RAM leakage in blobfuse2 > 2.3.0 #1639

Vegoo89 · 2025-02-19T14:35:06Z

Hello,
Related to previously closed issue: #1617

We are using blobfuse2 on AKS via CSI blob driver, latest version.

Few days ago we upgraded node pool to latest image and it automatically installed blobfuse version 2.4.0

When we ran our performance tests, nodes started to transition to NotReady state after very short period of time.

After conducting debug session, we realized blobfuse2 is not freeing RAM at all. It just keep growing until host becomes unresponsive due to lack of memory.

I conducted tests on following blobfuse2 versions:

2.3.0 -> no issue
2.3.2 -> issue persist
2.4.0 -> issue persist
2.4.1 -> issue persist

We are using Blob CSI via PV (RBAC UAMI auth) using below mount options:

mountOptions:
  - '-o allow_other'
  - '--file-cache-timeout-in-seconds=0'
  - '-o attr_timeout=0'
  - '-o entry_timeout=0'
  - '-o negative_timeout=0'
  - '--attr-timeout=0'
  - '--entry-timeout=0''
  - '--cancel-list-on-mount-seconds=10'
  - '--block-cache

We are using blob cache due to file cache limit (it doesn't clean up folders and inode limit is reached)

We tried -o direct_io but performance was very poor and not acceptable by our SLA

Any suggestions are welcome, thanks!

The text was updated successfully, but these errors were encountered:

vibhansa-msft · 2025-02-19T16:10:11Z

How many files do you have in your container which shall list as part of this mount ?

Vegoo89 · 2025-02-20T09:13:02Z

Hi,
Each node has 3 blobfuse2 processes running that are mapped to different containers.

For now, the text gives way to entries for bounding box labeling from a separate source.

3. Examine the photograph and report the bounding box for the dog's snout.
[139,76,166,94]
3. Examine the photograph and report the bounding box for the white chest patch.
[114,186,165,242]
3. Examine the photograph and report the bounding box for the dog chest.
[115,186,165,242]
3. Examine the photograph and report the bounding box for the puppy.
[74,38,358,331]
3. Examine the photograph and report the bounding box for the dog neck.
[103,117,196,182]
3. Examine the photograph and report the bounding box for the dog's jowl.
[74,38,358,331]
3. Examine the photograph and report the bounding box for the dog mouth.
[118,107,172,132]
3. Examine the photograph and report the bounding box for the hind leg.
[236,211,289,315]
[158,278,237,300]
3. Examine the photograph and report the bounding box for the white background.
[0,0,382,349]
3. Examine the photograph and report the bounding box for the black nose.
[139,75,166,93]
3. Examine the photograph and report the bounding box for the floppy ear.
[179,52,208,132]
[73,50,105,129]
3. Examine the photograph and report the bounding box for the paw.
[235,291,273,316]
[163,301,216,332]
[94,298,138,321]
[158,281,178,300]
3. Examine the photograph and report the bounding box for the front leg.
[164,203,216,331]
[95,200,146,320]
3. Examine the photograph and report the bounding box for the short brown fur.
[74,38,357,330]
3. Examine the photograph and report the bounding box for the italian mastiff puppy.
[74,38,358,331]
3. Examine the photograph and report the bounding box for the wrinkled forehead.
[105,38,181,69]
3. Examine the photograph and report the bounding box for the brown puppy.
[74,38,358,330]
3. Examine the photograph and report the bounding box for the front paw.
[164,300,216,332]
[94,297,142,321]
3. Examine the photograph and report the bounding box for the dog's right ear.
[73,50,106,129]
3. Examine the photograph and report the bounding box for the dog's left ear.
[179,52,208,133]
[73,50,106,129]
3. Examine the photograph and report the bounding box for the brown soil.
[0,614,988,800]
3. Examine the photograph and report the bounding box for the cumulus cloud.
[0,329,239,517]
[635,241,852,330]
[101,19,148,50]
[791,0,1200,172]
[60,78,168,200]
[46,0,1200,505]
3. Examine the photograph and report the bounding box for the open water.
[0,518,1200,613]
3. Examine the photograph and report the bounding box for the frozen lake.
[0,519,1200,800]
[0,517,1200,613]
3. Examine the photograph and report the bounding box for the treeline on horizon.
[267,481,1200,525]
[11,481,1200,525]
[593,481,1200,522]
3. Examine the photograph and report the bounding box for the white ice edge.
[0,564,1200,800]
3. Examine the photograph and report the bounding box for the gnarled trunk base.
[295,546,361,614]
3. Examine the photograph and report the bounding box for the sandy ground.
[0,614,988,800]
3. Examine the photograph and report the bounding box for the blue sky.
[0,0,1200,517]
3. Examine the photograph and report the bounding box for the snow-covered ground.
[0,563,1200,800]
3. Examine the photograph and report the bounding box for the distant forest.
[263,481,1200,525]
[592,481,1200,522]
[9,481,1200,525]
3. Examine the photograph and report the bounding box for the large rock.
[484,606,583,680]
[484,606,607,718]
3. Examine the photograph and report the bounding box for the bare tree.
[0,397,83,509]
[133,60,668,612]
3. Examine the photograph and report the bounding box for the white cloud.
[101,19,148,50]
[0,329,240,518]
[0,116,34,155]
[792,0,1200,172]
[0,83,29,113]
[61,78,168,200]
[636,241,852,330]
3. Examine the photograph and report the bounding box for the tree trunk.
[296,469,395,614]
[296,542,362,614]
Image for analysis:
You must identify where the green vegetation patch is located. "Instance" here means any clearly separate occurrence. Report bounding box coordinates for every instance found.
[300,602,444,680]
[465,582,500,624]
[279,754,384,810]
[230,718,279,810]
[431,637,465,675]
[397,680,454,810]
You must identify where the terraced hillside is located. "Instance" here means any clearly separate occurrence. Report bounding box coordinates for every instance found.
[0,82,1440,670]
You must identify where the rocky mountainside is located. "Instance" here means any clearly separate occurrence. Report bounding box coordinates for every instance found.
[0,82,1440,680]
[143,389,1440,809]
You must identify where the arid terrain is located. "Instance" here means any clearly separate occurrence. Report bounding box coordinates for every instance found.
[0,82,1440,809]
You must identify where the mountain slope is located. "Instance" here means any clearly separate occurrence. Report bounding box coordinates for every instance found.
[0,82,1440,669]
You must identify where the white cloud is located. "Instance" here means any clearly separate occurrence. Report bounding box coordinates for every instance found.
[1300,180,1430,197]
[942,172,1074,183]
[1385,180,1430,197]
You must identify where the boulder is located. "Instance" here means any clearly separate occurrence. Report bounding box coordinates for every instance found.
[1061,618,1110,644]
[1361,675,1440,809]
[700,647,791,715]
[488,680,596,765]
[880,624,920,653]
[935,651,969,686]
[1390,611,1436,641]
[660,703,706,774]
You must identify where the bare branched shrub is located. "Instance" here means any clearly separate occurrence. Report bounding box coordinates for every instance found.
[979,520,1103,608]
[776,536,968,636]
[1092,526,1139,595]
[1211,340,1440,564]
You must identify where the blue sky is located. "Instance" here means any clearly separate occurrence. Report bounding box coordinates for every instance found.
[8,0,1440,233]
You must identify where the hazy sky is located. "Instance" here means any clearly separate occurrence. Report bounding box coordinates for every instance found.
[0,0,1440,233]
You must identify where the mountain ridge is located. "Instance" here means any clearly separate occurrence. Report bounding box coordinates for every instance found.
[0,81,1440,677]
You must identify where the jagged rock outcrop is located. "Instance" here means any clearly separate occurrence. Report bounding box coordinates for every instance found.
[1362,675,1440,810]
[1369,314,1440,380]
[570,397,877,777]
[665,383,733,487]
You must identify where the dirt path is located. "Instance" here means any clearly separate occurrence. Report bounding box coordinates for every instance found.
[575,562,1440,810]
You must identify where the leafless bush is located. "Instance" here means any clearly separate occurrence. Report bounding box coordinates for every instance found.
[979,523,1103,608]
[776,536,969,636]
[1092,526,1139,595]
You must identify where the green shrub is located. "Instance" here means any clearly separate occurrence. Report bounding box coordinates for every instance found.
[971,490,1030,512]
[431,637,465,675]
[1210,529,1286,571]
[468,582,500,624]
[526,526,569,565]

Per one test (around 4000 tasks), we are producing ~10 small files per task with 800 tasks per minute ratio

One container is used for writing and reading of small files, mostly JSONs (reads are performed only after write is done, there is no integrity issue).
Second and third hold machine learning models (transformer models) and adapters.
Basic model is loaded once and kept in memory of 3 microservices, while adapters - which are very small - are loaded and switched constantly.

vibhansa-msft · 2025-02-21T06:39:47Z

As you are using block-cache and you have not set any upper limit on the cache usage, each blobfuse instance running will try to use 80% of the available memory by default. Dur to multiple instnaces your memory is running low. You need to set a max memory usage limit for blockc-cahe using --block-cache-pool-size=<mem size in MB> cli parameter.

Vegoo89 · 2025-02-21T19:55:21Z

I thought about it, but for version 2.3.0 limit was set to 4GB and process was using constantly 500-600 MB memory under load and it never reached this 4GB limit.
Now memory keeps growing - for the same load - up to 20GB per process, so I can limit it to some value (no idea what would be correct one) but I doubt it is root of the problem.

vibhansa-msft · 2025-02-22T04:30:05Z

With autoconfig we reserve 80% of memory space in single instance, assuming all resources are at our dispersal. If you are running multiple instances then you will need to manually restrict the memory usage. This might solve the problem. Try it out and let us know if that helps.

Vegoo89 · 2025-02-24T12:16:33Z

We are testing --block-cache-pool-size=2000 and should have results today or tomorrow.

However it is a bit concerning that this limit is out of scope on Kubernetes.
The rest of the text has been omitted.